Getting married is usually a carefully thought out and planned event. Even if it is a spur of the moment courthouse wedding, spouses think about what it means to be married. For some, this thought comes into play long before the wedding ceremony. And, because of this, spouses may consider what kind of role marital agreements might have. A prenuptial agreement may be a beneficial document to consider prior to a couple’s union.
The thought of divorce before a marriage has even begun is anything but romantic. Although the conversation can be difficult, including a prenuptial agreement in a marriage can help not only obtain useful financial information about an intended spouse, but it can also highlight what safeguards a person might want to include. This is especially true for those who have their own business.
How can a prenup protect a business?
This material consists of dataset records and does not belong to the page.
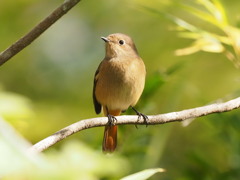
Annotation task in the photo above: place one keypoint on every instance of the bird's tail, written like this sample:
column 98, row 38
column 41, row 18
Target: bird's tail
column 109, row 139
column 110, row 135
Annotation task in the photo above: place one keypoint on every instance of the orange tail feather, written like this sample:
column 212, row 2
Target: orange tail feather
column 109, row 139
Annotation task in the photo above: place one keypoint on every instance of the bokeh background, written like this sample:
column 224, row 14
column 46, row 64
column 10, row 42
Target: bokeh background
column 49, row 85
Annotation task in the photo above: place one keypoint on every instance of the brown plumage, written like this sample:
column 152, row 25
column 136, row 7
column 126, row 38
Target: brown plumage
column 118, row 83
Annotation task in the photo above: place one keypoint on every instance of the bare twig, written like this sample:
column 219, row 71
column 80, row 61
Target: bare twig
column 36, row 31
column 156, row 119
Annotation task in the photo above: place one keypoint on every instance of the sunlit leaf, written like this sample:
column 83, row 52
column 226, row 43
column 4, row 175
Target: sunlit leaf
column 142, row 175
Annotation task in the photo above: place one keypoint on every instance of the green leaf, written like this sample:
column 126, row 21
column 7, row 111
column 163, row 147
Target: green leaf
column 142, row 175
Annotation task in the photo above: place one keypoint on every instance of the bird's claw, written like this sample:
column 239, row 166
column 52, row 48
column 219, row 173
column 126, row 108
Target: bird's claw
column 111, row 119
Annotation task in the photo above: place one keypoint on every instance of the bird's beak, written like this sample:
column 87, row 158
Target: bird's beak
column 105, row 39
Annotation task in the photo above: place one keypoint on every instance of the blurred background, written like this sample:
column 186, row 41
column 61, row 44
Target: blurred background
column 191, row 51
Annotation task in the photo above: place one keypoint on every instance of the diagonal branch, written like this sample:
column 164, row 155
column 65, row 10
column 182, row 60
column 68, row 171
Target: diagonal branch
column 155, row 119
column 37, row 31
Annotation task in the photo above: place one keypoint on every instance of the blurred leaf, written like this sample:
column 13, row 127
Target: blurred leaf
column 14, row 106
column 142, row 175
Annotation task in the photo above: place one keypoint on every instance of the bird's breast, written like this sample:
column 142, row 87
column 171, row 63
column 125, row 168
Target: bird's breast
column 120, row 83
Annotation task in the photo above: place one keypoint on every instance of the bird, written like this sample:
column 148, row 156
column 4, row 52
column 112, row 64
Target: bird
column 118, row 84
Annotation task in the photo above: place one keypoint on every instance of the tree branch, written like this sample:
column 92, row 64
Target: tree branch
column 155, row 119
column 37, row 31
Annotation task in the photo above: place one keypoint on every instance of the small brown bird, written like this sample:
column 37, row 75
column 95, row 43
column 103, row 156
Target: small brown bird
column 118, row 83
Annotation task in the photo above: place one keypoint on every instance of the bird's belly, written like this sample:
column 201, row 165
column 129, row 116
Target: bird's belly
column 119, row 92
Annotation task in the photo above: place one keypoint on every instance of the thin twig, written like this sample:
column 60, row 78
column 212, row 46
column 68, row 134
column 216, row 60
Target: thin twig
column 155, row 119
column 37, row 31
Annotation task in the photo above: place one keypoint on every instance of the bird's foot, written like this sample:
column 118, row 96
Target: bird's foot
column 145, row 118
column 111, row 119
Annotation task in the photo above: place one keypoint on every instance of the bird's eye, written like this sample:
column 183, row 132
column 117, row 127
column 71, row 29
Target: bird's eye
column 121, row 42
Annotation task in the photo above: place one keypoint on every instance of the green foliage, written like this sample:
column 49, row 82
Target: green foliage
column 48, row 86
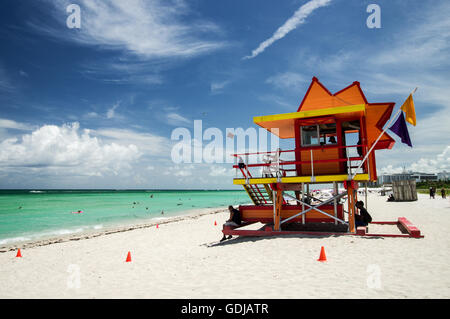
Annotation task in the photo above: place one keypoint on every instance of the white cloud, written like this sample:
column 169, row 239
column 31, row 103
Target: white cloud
column 65, row 147
column 176, row 119
column 437, row 164
column 147, row 29
column 217, row 87
column 10, row 124
column 292, row 23
column 148, row 144
column 5, row 82
column 287, row 80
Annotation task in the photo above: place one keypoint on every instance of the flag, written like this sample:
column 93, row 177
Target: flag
column 410, row 112
column 400, row 128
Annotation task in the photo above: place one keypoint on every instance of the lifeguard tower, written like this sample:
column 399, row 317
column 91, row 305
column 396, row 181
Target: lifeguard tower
column 335, row 138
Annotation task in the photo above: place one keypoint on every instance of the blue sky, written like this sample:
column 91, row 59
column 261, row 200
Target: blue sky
column 95, row 107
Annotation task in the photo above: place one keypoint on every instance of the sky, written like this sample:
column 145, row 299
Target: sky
column 96, row 106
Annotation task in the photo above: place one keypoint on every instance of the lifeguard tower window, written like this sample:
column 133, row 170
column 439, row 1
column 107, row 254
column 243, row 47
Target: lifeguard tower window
column 314, row 135
column 310, row 135
column 351, row 136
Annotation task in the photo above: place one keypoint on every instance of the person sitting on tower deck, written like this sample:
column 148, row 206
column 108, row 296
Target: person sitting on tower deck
column 234, row 221
column 364, row 218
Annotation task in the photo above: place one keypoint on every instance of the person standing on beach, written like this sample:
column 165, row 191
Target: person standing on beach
column 364, row 218
column 235, row 220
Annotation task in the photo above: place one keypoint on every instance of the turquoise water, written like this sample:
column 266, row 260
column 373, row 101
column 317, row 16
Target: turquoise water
column 33, row 214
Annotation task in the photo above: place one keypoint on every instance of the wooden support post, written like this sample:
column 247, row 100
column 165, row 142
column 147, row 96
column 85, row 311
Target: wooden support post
column 365, row 199
column 278, row 206
column 351, row 208
column 303, row 205
column 335, row 192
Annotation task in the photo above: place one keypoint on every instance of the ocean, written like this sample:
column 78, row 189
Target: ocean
column 34, row 214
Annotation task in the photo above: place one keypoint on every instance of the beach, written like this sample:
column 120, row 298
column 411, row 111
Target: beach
column 182, row 258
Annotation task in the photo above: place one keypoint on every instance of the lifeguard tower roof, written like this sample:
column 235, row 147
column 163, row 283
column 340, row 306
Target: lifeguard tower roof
column 349, row 102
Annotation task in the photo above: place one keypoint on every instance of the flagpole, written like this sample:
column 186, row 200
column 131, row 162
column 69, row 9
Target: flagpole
column 373, row 146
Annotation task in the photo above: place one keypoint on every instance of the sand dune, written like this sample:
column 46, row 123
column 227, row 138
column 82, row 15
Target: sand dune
column 183, row 260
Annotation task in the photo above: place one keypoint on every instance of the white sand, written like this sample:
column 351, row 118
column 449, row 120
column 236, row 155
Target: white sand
column 178, row 260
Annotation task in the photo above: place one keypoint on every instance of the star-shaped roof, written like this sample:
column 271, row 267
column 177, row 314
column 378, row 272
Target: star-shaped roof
column 376, row 114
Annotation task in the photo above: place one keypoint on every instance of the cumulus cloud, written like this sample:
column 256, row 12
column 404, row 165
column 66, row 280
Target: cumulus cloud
column 66, row 146
column 292, row 23
column 10, row 124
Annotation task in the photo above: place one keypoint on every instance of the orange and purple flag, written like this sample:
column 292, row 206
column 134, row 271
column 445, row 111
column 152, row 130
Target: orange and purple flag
column 410, row 112
column 400, row 128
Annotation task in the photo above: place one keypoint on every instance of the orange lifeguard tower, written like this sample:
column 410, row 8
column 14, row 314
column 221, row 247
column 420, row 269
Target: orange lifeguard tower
column 335, row 139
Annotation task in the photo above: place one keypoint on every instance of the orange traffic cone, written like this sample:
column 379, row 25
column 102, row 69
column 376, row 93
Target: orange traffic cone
column 322, row 257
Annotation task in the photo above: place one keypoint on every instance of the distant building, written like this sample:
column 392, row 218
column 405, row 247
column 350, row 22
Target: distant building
column 418, row 177
column 443, row 176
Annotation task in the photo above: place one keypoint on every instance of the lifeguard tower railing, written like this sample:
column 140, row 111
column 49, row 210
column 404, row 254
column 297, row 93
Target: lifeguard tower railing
column 258, row 167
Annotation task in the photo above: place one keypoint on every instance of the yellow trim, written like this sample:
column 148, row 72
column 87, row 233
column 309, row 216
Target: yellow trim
column 302, row 179
column 308, row 114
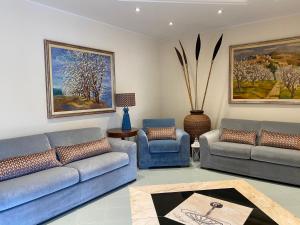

Prenups are a source of protection, and if one spouse has significantly has more assets, it is clear that protections are in order. Whether it is a small business or a family business, it is important to details how exactly a person wants the business treated. Much like a divorce impacts all the areas of a marriage, a divorce could reach a business, impacting its ability to remain.
By keeping a business separate from marital property, the longevity of a business is protected. This not only keeps the operation of the business running smoothly, it also ensures that the profits from the business are not up for division.
There are many things to think about when getting married, as it is two lives coming together as one unit. It is important to consider a premarital agreement and how it could benefit you.